Featured Fan Fiction: When Dreams Change (Trigun)


Trigun is like Evangelion. It started as a shounen story -- meaning its audience is young boys (middle school/high school). Just like Yu-Gi-Oh, One Piece, Ranma 1/2, Bleach, and Naruto. Nothing too serious, usually with lots of goofy guys, grumpy girls, and comical situations. But halfway through its run, it stopped being shounen and went a different direction. A mature direction with lots of violence, adult situations, and angst.

Personally, I think this is a winning formula. It starts off light and fluffy and becomes dark and depressing (and confusing). It's how you know things have changed, that the characters are evolving and the goal posts are being pushed back. This also creates great fan fiction.

When Dreams Change focuses on Trigun's main enemy, a person you barely ever see, but is the hand that moves the plot. His name is Millions Knives (or Knives Millions, depending on how you translate -- both are equally ridiculous). Knives is the brother of the main protagonist, Vash, both of whom are sorta aliens who start as human babies and grow up on a generation ship.

The basic theme of the series is "do you kill the spiders to save the butterflies?", made apparent when the two brothers diverge.  Vash is the good, but unlucky guy with a no-kill policy.  Knives wants to either genocide or enslave the inferior humans (after he's mistreated on the ship).


He's a fascinating bad guy, much like Hannibal Lecter or Othello's Iago in the way he manipulates events to both destroy his brother's ideals and gain power.   But he's the secondary character in When Dreams Change. The real main character is a Mary Sue.

Whoa, what? Did he say that? One of the deadly sins of fan fiction? He's recommending a Mary Sue?
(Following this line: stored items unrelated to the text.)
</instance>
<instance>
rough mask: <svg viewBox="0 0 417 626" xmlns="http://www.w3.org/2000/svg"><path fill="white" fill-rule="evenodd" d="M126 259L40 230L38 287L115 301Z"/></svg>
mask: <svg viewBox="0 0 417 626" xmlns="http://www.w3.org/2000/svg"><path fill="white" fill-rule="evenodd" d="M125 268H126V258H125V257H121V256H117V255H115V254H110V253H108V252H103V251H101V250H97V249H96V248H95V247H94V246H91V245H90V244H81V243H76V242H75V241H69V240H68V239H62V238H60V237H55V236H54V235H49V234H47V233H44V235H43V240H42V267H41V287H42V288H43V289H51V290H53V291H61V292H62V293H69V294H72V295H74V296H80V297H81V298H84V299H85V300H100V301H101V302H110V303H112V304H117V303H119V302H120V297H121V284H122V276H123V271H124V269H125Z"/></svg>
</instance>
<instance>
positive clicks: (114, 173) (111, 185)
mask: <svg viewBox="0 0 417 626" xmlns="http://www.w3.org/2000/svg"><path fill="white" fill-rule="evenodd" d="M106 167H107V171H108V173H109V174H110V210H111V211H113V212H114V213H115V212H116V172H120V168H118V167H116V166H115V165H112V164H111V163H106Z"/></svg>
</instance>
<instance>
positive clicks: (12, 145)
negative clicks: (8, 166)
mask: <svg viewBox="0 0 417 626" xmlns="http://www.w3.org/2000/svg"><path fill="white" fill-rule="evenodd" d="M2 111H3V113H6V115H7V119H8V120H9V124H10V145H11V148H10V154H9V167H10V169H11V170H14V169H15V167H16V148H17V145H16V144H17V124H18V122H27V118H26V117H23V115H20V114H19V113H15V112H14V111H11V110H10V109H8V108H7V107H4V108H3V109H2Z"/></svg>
Well, I don't have verification of that, but it feels like a Mary Sue. It's a self-insertion fic that starts right at the point of entry. There's no explanation of why she's there. There's no back story, until it's slowly revealed throughout . She's not perfect. In fact, she's rather bitchy, cold, and unlikeable. (I'm not doing a good job of selling this, am I?) But as the story goes, her troubled past comes out (and boy, is it troubled), and you learn why. And it works, it's plausible, and it's earned.

It reminds me of if a young girl went on a road trip with a Terminator Hitler. It's long, but worth it, and you know how I like those slow burns. It was well-written--I felt like I was there, like I was feeling the character's pain. There's charm in the journey.  It's a great example of an injection story done right. I just hope that's not the real author's back story.